Can all convex optimization problems be solved in polynomial time using interior-point algorithms?

No, this is not true (unless P=NP). There are examples of convex optimization problems which are NP-hard. Several NP-hard combinatorial optimization problems can be encoded as convex optimization problems over cones of co-positive (or completely positive) matrices. See e.g. "Approximation of the stability number of a graph via copositive programming", SIAM J. Opt. 12(2002) 875-892 (which I wrote jointly with Etienne de Klerk).

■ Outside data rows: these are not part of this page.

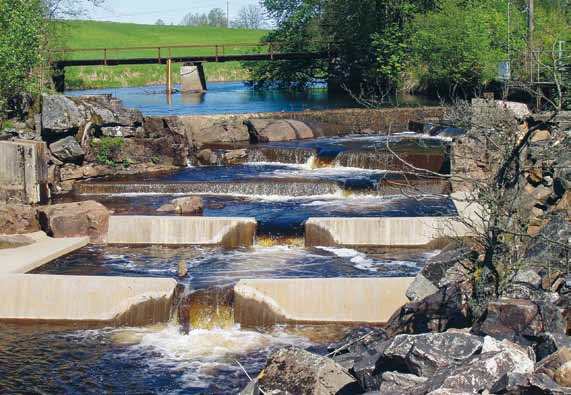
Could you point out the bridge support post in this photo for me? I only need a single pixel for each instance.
(192, 78)
(169, 77)
(58, 78)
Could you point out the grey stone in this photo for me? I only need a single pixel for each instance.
(67, 150)
(300, 372)
(424, 354)
(119, 131)
(481, 371)
(528, 277)
(420, 288)
(393, 382)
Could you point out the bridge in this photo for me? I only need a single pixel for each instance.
(192, 56)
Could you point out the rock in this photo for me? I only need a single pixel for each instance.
(268, 130)
(481, 371)
(67, 150)
(423, 355)
(300, 372)
(221, 132)
(450, 266)
(188, 205)
(551, 364)
(563, 176)
(18, 218)
(60, 113)
(393, 382)
(236, 156)
(563, 375)
(549, 343)
(544, 253)
(87, 218)
(527, 384)
(166, 208)
(448, 308)
(528, 277)
(207, 157)
(118, 131)
(519, 321)
(540, 135)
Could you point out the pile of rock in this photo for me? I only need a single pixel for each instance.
(87, 218)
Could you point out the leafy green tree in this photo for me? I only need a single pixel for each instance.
(22, 27)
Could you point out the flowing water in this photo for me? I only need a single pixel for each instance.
(231, 98)
(281, 185)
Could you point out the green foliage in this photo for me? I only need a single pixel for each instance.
(92, 34)
(108, 148)
(21, 27)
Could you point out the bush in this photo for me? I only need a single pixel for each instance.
(21, 24)
(108, 149)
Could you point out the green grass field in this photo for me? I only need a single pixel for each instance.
(90, 34)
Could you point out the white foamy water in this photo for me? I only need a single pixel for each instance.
(204, 354)
(363, 262)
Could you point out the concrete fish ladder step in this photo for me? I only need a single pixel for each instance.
(146, 230)
(265, 302)
(85, 301)
(269, 187)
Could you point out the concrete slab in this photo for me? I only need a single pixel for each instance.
(85, 300)
(45, 249)
(394, 232)
(229, 232)
(322, 300)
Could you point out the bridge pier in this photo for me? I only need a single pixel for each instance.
(58, 78)
(192, 78)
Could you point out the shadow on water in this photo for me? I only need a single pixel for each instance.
(231, 97)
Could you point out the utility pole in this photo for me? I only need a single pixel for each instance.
(530, 24)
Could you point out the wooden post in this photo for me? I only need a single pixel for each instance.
(169, 76)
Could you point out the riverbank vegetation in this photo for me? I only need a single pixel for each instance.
(442, 47)
(91, 34)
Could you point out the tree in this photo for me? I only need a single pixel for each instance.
(22, 27)
(197, 19)
(54, 9)
(250, 17)
(217, 18)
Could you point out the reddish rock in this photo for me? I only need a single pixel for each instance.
(18, 218)
(76, 219)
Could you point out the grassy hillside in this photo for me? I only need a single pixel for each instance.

Moreover, even for semidefinite programming problems (SDP) in its general setting (without extra assumptions like strict complementarity) no polynomial-time algorithms are known, and there are examples of SDPs for which every solution needs exponential space. See Leonid Khachiyan, Lorant Porkolab. "Computing Integral Points in Convex Semi-algebraic Sets". FOCS 1997: 162-171 and Leonid Khachiyan, Lorant Porkolab "Integer Optimization on Convex Semialgebraic Sets". Discrete & Computational Geometry 23(2): 207-224 (2000).

M.Ramana in "An Exact duality Theory for Semidefinite Programming and its Complexity Implications" Mathematical Programming, 77(1995) shows that SDP lies either in the intersection of NP and co-NP, or outside the union of NP and coNP, and nothing better than this is known.

In "Semidefinite programming and arithmetic circuit evaluation" Discrete Applied Mathematics, 156(2008) Sergey P. Tarasov and Mikhail N. Vyalyi show that SDP can be used to compare numbers represented by arithmetic circuits. (The latter is regarded as one of hard problems).

As mentioned by another poster, the work of Nesterov and Nemirovski summarized in Interior-Point Polynomial Algorithms in Convex Programming showed that many convex optimization problems (including linear programming (LP), second order cone programming (SOCP) and semidefinite programming (SDP) problems) can be solved in polynomial time by interior point methods. These methods are hugely important both in theory and in practice.

An earlier approach that is equally important in its theoretical consequences was the work in the 1980's on the ellipsoid algorithm. Khachian showed that the ellipsoid algorithm can solve linear programming problems in polynomial time. Later, Groetschel, Lovasz, and Schrijver showed that the ellipsoid algorithm could also be applied to certain combinatorial optimization problems and proved the polynomial equivalence of separation and optimization. This work appears in their book, Geometric Algorithms and Combinatorial Optimization. Although the ellipsoid method was very important from a theoretical point of view it isn't useful in practice.

The phrase "convex optimization" is often used by authors to refer to the class of convex optimization problems that can be formulated as conic form LP, SOCP, or SDP problems. It isn't strictly true that all optimization problems involving the minimization of a convex objective function over a convex feasible set can be formulated as LP, SOCP, or SDP problems. You can even imagine mathematical instances of convex optimization problems for which there is no reasonably structured problem representation that you could use in saying "I have a polynomial time algorithm for this problem."

Thus it's not really correct to say that "all convex optimization problems can be solved in polynomial time." However, as Nesterov and Nemirovski show, many convex optimization problems can be formulated as LP, SOCP, or SDP and this technique is enormously important in both theory and practice.

You should check out Boyd-Vanderberghe's convex optimization, available for free on Boyd's web page at Stanford. This has a discussion of the "easy" classes of convex optimization problems (google "self concordant", for slightly quicker satisfaction). Even for linear problems interior point methods are slow if the condition number is very bad (which sometimes occurs in practice; what occurs even more frequently is that the condition number cannot be PROVED to be small, so your program runs fast in practice, but cannot be proved to be polynomial time).